We’ve heard the stories about employees who have been fired for their activity on social networks, and most of us are aware that employers might comb Facebook to conduct a little personal investigation on applicants; but now, there is a new company devoted entirely to trolling the internet to dig up any online dirt from potential employees over the past seven years. Social Intelligence, a year-old start-up, “assembles a dossier with examples of professional honors and charitable work, along with negative information that meets specific criteria: online evidence of racist remarks; references to drugs; sexually explicit photos, text messages or videos; flagrant displays of weapons or bombs and clearly identifiable violent activity,” reports the Times.
Last fall, Social Intelligence came under fire by the Federal Trade Commission for concerns about non-compliance with the Fair Credit Reporting Act, but were found not to be in violation. However, many privacy advocates believe that the practice “invites employers to look at information that may not be relevant to job performance.” Although there have been many instances of prospective employees losing potential job offers due to their online activity, like one woman who posed naked for pictures she posted on an image-sharing site, many experts believe that employers shouldn’t be judging people’s activity in their private lives, away from the workplace.
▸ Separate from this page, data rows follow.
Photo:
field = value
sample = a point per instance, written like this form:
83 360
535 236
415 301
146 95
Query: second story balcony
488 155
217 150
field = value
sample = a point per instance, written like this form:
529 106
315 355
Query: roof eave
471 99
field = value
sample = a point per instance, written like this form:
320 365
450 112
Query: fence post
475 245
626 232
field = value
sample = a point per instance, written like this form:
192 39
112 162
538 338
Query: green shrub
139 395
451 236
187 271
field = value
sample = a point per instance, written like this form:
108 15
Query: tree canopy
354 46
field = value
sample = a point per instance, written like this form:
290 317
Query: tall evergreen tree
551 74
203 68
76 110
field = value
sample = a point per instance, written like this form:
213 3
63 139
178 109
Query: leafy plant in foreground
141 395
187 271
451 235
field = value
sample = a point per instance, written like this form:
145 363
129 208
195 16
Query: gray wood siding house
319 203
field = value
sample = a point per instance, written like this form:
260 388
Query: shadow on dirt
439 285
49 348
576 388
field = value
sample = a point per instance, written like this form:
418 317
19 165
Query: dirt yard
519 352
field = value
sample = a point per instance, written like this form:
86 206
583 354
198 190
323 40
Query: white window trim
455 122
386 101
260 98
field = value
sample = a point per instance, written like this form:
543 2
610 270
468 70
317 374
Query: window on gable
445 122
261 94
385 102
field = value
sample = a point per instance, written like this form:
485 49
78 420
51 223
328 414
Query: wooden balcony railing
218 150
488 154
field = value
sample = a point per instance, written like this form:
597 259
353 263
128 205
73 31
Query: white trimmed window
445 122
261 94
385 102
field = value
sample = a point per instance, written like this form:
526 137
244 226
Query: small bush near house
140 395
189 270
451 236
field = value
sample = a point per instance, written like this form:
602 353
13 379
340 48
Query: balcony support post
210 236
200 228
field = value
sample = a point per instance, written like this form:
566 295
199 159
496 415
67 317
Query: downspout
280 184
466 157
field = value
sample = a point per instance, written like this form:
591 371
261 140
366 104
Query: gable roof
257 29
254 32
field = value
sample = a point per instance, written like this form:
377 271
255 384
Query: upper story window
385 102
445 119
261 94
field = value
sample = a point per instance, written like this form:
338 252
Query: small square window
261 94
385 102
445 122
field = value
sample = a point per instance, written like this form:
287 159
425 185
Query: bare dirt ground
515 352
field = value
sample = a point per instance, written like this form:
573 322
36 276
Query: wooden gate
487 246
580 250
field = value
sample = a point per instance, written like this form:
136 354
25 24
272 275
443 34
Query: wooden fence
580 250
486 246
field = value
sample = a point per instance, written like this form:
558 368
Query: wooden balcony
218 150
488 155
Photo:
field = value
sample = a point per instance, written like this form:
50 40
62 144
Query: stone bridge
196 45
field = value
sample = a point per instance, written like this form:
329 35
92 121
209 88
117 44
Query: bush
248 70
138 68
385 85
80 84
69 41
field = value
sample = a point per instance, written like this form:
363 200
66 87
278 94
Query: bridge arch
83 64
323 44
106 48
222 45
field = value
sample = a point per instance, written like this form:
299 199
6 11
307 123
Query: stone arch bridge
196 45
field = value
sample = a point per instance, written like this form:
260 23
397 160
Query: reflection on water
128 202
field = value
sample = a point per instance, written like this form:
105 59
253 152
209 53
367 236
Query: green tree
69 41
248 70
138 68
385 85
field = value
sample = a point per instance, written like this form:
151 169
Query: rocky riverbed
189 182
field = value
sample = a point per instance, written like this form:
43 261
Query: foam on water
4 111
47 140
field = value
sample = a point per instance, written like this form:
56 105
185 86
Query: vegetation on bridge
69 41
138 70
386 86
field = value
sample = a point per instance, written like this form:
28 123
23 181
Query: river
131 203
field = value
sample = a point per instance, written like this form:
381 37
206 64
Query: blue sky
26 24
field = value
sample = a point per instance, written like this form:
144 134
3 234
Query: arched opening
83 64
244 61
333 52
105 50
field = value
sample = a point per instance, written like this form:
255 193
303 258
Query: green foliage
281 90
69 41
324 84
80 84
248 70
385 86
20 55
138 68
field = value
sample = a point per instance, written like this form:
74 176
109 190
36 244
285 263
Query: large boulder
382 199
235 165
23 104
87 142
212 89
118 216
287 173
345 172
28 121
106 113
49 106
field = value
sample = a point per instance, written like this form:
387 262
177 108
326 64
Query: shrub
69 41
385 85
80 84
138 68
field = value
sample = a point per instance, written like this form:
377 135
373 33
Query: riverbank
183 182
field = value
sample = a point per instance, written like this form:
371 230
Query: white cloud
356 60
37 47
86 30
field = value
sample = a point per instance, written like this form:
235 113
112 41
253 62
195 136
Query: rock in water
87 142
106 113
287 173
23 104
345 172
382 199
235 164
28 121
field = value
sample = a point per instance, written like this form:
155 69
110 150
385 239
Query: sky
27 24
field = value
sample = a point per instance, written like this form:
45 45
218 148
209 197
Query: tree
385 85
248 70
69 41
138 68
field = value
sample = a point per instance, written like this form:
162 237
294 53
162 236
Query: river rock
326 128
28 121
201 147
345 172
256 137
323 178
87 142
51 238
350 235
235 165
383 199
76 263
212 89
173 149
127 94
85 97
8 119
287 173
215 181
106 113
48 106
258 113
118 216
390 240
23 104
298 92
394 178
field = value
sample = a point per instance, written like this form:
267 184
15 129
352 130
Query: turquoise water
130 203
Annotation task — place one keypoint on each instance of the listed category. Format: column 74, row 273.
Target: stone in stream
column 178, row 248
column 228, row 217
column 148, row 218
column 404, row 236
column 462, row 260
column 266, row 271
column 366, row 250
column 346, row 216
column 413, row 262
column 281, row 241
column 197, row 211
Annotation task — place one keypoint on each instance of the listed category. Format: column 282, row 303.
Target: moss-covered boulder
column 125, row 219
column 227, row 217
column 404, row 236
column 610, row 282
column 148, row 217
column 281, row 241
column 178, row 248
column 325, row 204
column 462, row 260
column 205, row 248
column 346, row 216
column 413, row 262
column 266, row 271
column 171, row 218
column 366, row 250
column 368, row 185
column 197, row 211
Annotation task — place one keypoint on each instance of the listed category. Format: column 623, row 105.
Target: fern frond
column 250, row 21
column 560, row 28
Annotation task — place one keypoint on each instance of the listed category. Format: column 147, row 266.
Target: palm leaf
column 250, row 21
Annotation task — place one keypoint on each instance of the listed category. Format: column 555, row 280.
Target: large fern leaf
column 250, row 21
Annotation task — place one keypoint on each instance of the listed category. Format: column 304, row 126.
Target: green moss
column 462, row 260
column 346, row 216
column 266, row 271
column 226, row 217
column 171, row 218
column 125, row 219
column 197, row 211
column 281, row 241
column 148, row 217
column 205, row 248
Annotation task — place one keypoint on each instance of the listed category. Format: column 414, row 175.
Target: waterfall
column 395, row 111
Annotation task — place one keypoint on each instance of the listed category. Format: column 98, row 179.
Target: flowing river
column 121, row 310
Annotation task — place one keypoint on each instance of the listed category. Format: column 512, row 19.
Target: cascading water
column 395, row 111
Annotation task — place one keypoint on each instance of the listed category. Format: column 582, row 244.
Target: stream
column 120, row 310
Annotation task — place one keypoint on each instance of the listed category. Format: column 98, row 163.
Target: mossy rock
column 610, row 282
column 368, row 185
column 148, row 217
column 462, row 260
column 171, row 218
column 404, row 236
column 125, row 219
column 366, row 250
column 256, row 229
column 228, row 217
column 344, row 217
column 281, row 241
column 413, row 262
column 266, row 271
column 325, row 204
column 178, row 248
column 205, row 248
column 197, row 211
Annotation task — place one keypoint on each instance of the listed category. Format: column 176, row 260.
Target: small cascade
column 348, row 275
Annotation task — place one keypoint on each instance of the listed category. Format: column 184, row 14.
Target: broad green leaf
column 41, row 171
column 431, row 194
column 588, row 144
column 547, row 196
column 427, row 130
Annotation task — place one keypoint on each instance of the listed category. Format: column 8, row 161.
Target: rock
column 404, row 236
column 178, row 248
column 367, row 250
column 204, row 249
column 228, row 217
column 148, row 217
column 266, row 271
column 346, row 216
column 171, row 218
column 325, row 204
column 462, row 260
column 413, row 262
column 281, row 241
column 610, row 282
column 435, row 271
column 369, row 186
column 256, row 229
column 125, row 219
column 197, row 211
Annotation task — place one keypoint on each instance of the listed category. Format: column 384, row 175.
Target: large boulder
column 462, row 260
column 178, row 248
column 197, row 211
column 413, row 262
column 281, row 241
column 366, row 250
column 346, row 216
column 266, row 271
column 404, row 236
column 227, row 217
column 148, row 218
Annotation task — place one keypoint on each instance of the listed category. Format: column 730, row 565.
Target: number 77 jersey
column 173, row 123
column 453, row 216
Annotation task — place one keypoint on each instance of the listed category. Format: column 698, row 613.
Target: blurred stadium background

While less than one-third of Social Intelligence’s data comes from major social platforms like Facebook and Twitter (pulling information mainly from deep Web searches), it is certainly cause for concern for those who use social networks to, well, socialize. Many social network users have already made the choice to remove any incriminating photos, videos or personal exchanges from their accounts once they graduated college or began to apply for jobs, raising the question of whether or not it’s still safe to enjoy a casual, carefree social existence online.